Sacking that first pitch, we collected in a partially protected grove of pine trees. Few words were exchanged, just the occasional groan to an onslaught of wind. Looking ahead to the staircase that led to the top, we watched the wind scour rocks and polish cornices. While I tried to think of it technically as air passing from pressure systems, it was hard not to personify the meteorological forces at hand in some mythical way. In this profound setting so removed from everything, the wind was a juggernaut careening over the earth, trying to thwart our push to the top. And though not on some heroic quest, there was a potent sense that we were on a mission.

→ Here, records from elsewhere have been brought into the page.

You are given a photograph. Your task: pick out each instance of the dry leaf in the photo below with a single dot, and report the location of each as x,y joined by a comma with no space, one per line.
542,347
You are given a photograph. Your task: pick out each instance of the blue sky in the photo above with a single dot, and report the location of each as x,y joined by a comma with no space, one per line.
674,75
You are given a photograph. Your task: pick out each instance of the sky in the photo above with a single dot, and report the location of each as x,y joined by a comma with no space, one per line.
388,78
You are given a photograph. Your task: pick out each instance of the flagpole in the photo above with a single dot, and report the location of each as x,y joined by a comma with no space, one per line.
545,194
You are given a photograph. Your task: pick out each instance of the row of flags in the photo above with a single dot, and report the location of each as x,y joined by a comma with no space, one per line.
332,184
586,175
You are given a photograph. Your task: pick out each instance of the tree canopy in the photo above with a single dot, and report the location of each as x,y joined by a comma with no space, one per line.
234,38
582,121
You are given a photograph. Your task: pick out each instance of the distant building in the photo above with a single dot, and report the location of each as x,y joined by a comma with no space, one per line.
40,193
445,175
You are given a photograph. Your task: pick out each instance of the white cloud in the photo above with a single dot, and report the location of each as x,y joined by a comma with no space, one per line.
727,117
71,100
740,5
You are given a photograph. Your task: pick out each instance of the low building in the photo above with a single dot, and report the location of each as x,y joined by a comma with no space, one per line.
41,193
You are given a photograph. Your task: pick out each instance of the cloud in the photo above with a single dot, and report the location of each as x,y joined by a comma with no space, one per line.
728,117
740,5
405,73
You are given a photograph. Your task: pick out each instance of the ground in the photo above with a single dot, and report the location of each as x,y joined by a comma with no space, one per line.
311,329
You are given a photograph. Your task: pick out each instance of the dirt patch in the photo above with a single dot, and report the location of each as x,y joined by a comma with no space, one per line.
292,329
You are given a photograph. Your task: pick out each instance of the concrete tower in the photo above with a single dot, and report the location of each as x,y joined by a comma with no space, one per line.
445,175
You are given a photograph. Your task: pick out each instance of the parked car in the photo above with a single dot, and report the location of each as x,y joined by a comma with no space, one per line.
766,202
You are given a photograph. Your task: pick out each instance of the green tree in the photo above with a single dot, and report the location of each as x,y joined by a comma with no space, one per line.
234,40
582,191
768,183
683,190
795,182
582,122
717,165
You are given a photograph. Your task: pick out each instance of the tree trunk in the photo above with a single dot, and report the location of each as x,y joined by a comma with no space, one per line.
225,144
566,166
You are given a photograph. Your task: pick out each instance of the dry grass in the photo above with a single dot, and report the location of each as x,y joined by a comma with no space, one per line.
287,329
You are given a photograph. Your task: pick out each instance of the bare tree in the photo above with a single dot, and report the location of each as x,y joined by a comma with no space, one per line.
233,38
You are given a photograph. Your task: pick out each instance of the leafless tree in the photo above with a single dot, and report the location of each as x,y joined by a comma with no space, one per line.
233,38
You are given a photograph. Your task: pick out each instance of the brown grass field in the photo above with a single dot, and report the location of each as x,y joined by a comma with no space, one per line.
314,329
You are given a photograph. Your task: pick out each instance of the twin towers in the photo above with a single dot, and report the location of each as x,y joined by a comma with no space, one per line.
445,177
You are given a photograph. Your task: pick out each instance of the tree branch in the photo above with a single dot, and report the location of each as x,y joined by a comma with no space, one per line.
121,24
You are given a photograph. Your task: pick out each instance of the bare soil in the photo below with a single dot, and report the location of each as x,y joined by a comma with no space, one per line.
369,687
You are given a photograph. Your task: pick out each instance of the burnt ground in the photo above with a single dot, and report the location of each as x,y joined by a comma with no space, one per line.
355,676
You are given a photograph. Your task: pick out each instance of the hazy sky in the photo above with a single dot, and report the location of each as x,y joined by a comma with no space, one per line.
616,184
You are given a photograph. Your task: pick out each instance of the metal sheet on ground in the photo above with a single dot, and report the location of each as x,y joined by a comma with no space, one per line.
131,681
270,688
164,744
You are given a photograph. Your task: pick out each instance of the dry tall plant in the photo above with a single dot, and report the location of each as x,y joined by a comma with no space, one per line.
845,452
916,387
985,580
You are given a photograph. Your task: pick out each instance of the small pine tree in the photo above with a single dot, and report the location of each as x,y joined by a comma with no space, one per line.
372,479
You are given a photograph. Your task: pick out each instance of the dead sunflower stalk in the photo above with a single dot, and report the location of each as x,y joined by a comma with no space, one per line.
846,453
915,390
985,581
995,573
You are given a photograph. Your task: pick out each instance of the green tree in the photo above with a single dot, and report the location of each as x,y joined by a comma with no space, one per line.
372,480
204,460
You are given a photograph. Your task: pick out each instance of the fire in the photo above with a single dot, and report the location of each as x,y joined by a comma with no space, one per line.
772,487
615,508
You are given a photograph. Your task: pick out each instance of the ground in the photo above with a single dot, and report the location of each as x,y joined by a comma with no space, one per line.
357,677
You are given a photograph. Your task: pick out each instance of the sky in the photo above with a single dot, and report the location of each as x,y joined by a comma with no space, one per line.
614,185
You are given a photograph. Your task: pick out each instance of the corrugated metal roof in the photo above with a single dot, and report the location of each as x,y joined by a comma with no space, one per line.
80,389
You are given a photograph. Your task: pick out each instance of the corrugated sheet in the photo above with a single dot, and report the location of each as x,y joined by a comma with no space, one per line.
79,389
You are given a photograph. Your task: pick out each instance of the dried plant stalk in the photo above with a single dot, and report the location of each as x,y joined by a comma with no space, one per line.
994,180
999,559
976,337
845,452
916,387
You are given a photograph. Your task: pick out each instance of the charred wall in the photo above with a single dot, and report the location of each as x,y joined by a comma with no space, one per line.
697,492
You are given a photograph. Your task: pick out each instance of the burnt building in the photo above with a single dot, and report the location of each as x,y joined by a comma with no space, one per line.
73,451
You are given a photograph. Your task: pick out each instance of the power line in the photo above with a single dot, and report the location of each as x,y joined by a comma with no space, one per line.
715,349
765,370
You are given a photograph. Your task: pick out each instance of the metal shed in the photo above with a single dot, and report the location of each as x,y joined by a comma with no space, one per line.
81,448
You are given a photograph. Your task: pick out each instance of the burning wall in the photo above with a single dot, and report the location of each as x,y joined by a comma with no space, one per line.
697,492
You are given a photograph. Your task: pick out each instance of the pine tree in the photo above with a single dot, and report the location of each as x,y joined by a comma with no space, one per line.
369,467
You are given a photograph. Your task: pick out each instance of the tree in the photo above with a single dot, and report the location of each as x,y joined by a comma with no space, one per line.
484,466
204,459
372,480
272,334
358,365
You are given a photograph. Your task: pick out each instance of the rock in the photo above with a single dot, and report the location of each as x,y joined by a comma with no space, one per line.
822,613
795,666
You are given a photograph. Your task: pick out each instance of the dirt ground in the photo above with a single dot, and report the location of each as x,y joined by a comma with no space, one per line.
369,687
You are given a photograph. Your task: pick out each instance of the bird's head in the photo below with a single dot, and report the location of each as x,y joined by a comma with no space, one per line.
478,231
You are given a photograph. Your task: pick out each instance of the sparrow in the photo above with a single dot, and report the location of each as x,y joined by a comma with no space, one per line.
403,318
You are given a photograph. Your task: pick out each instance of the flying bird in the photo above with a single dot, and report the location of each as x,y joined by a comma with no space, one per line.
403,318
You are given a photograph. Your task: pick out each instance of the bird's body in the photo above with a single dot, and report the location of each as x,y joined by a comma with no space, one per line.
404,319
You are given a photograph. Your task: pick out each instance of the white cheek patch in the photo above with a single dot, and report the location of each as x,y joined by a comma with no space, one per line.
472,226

We reached the top unceremoniously, our minds fixed upon quickly scouting our lines down No Shadows and drawing up a plan of attack. Inflamed by our successful arrival, the wind descended upon us ferociously. I slung my backpack to the ground, and carefully removed my skis. Clipping in, the emotions of the experience culminated and hit their crescendo. “It’s time to do this,” I whispered into the wind. We each sidestepped to the edge, and with “eyes-on,” dropped in one at a time. After watching Kevin and Steve, it was my turn. I clinked poles with Jake, and pushed off over the cornice.
Total, complete silence consumed me. I passed into another realm, from foreign to familiar. Though having never been there, this was a place I knew well: making turns on snow. All the angst on the long ascent dissolved in the first moment of descent.
When first moving to Jackson, I remember being baffled by the tracks on Cody. Each struck me as the signature into a fraternity by some phantom skier or rider. At the time, making those tracks was off my radar, existing only as a source of wonderment. Sinking into that snow today, scribing my name next to those of my closest friends, I sensed a chapter of my own life being written.